## Convert JSON files to TXT files

Since someone has already preprocessed all the original PDF files for business report, what we got is the human-readable JSON files, which is quite nice. Nevertheless, there are so much useless information inside. Therefore, we decide to extract useful information from JSON file and convert to TXT file, in order to speed up the processing speed.

In [2]:
#import packages
import os
import json

#### 1. Configure file path

Folder Structure:
    - Text_Mining_Lab (root folder)
        - /json_data (original json files)
        - /txt_data (converted txt files)
        - /spacy_corpus (preprocessed files, dumped by pickle library)
        - /executable_notebooks
            - /01-..ipynb
            ...
            - /07-..ipynb
            - /non_german_files.txt
        - /bank_quarterly_report (sample of reports to test LDA model)
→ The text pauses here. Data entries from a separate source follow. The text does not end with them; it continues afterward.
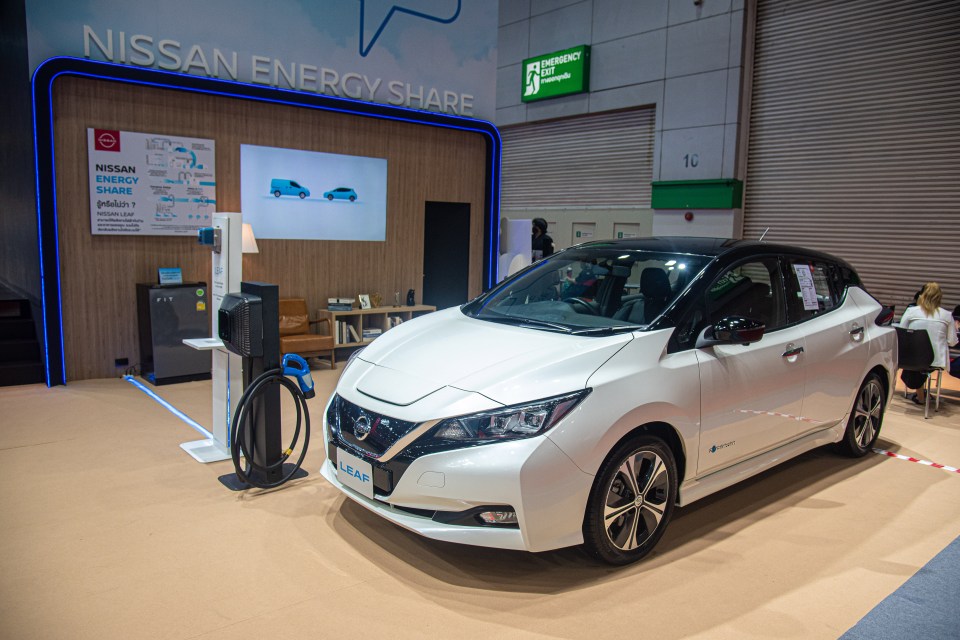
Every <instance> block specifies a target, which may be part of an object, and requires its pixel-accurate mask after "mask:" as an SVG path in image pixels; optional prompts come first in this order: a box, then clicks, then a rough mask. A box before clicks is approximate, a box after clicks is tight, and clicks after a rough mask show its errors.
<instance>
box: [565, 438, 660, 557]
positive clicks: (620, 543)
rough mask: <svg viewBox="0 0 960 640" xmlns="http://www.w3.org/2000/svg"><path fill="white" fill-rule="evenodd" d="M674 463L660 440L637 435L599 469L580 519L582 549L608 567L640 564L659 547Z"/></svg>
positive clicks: (611, 457)
mask: <svg viewBox="0 0 960 640" xmlns="http://www.w3.org/2000/svg"><path fill="white" fill-rule="evenodd" d="M677 486H678V482H677V463H676V461H675V460H674V458H673V452H672V451H671V450H670V447H668V446H667V445H666V443H664V442H663V441H662V440H660V439H659V438H653V437H651V436H637V437H635V438H631V439H630V440H627V441H626V442H624V443H623V444H621V445H620V446H619V447H617V448H616V449H615V450H614V451H613V453H611V454H610V456H608V457H607V459H606V461H605V462H604V463H603V465H602V466H601V467H600V471H599V472H598V473H597V477H596V480H594V483H593V488H592V489H591V490H590V500H589V501H588V503H587V512H586V514H585V516H584V519H583V539H584V547H585V549H586V550H587V552H588V553H590V554H591V555H593V556H594V557H596V558H597V559H598V560H602V561H603V562H606V563H608V564H613V565H625V564H630V563H631V562H636V561H637V560H640V559H641V558H643V557H644V556H645V555H647V554H648V553H650V551H651V550H653V548H654V547H655V546H656V544H657V542H659V540H660V538H661V537H662V536H663V532H664V531H665V530H666V528H667V524H668V523H669V522H670V517H671V516H672V515H673V508H674V504H675V503H676V501H677Z"/></svg>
Please keep consistent with our folder structure. To begin with, make sure you have the **json_data** folder which contains all JSON files for business reports and  **executable_notebooks** folder which hold your executable jupyter notebooks. **To minimize effort to modify file path, Try to use relative path**

**non_german_files.txt** : a list of file names whose business reports written in English, should be removed to avoid confusion. 
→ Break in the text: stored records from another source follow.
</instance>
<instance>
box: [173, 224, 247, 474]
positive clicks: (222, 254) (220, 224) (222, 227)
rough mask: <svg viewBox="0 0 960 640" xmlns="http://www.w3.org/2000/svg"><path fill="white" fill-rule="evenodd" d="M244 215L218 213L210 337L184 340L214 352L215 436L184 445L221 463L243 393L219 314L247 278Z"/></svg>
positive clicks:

Please copy the **non_german_files.txt** from */home/bit/ma0/LabShare/data/non_german_files.txt* to the *executable_notebooks* folder

In [3]:
#please modify the path

#absolute path to json dataset
ABSOLUTE_SOURCE_PATH = '/home/bit/ma0/LabShare/data/chui_ma/json_data/'
ABSOLUTE_TARGET_PATH = '/home/bit/ma0/LabShare/data/chui_ma/txt_data/' 

#relative path to json dataset
RELATIVE_SOURCE_PATH = '../json_data/'
RELATIVE_TARGET_PATH = '../txt_data/'

#### 2. Extract paragraphs from JSON files and write into TXT file

From json files, only extract useful *content* whose type is *paragraph*. Meanwhile, set several variables to monitor the file conversion.
- successful_files: list, save all files that have been successfully read or extract infomation
- failure_files: list, save all files that fail to be read or extract infomation
- progress: int, keep track the number of files that have been processed

In [4]:
%%time
#keep track on the success/failure of files
successful_files = []
failure_files = []

#monitor the file process
progress = 0
progress_count = 0

if not os.path.exists(RELATIVE_TARGET_PATH):
    #create target folder to save processed text
    os.makedirs(RELATIVE_TARGET_PATH)
    
for root, dirs, files in os.walk(RELATIVE_SOURCE_PATH):
    file_count = len(files)
    for f in files:
        progress += 1
        progress_count += 1
        try:
            filename = RELATIVE_TARGET_PATH + f.split('.json')[0]
            with open(root+'/'+f, 'r') as freader, open(filename, 'w') as fwriter:
                #only extract 'content' from json file
                for line in freader:
                    try:
                        obj = json.loads(line)
                        if obj['type'] == 'paragraph':
                            fwriter.write(obj['content'])
                    except:
                        #skip JSON decode error
                        continue
            successful_files.append(filename)
        except:
            failure_files.append(filename)
        if progress_count % 200 == 0:
            print('{0}% of total files has been processed'.format(round(progress/file_count*100), 2))
        if progress_count == file_count:
            print('all files has been processed')
        

CPU times: user 246 µs, sys: 338 µs, total: 584 µs
Wall time: 291 µs


Let's have a quick check on how many files fail to be converted.

In [5]:
#quick check on file success/failure
print('\n{} files succesfully processed. {} files failed.'.format(len(successful_files), len(failure_files)))


0 files succesfully processed. 0 files failed.